My Hedgehog's name is Udo, He's second hand and 1yr old. He is still dropping quills.
He likes to snuggle, and when I put him back he sits in the corner and appears to sulk. 
He will only eat his cat food; he won't eat veggies, fruit, or grubs. I've been holding him daily since I got him because I'm keen on developing a strong bond. He is my first hedgehog and his behavior seems odd in comparison to what I've read. 

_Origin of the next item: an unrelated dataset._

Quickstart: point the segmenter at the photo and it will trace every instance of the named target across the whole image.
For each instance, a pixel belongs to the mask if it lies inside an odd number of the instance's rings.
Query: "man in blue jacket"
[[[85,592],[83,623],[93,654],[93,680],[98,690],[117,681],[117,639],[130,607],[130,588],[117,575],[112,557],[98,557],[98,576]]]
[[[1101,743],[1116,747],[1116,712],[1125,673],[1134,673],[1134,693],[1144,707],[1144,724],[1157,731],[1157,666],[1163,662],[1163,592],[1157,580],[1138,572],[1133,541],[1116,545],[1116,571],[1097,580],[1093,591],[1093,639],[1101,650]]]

I would REALLY like some help!


----------



## phoenix1964 (Jan 23, 2014)

Mine isn't interested in those things either! She goes nuts on hare cat food though. I read on the forum that one of the owners hedgie likes lettuce. I am going to try that!


----------



## Annie&Tibbers (Apr 16, 2013)

Welcome to the forum! If you haven't seen it, check out this lovely care-guide.

When you say "dropping quills"... is he going through a really light adult-quilling (final colours coming in, you can see new quills growing)? Or only a few quills a month? Or something else? The first two are normal, but otherwise steady quill-loss can be indications of a health problem.

Kinda awesome that he sulks when cuddle-time is over! But quick check: is his cage warm? Does he have dark places to hide?

Not all hedgehogs like treats. That's fine.


----------



## erinaceidae (Feb 6, 2014)

Its he will drop maybe 2 or 3 quills while I have him out, I can see some new ones growing in. That's another thing, he only wants to snuggle while he's out. If I put him on the floor to run around he just finds a corner and lies down. He's not overweight so it's not fatigue. Maybe it's just his personality? 

I read that lettuce isn't appropriate but I think I might try watermelon again. I want to be sure he gets the right nutrition in his diet..


----------



## Annie&Tibbers (Apr 16, 2013)

Sounds like he's a snuggly hedgehog, not an explorer. That's fine!


----------



## Abbylee (Oct 9, 2013)

> I read that lettuce isn't appropriate but I think I might try watermelon again. I want to be sure he gets the right nutrition in his diet..


It's not necessarily a bad thing if your hedgie doesn't eat fruits and veggies at all. As long as you have appropriate cat food and some mealies, your hedgie will be just fine!  But variety and treats are always good, too. My hog only eats cat food and mealies lol


----------



## phoenix1964 (Jan 23, 2014)

I think we got our hedgies from the same mommy! Mine does not run around and explore that much either when I put her down for playtime, especially in the evening. She seems to like earlier playtime better, then she will run through her tubes and all around her playpen. I posted on here the other day my girl went absolutely berserkers over cooked cauliflower! Never seen her act like that!


----------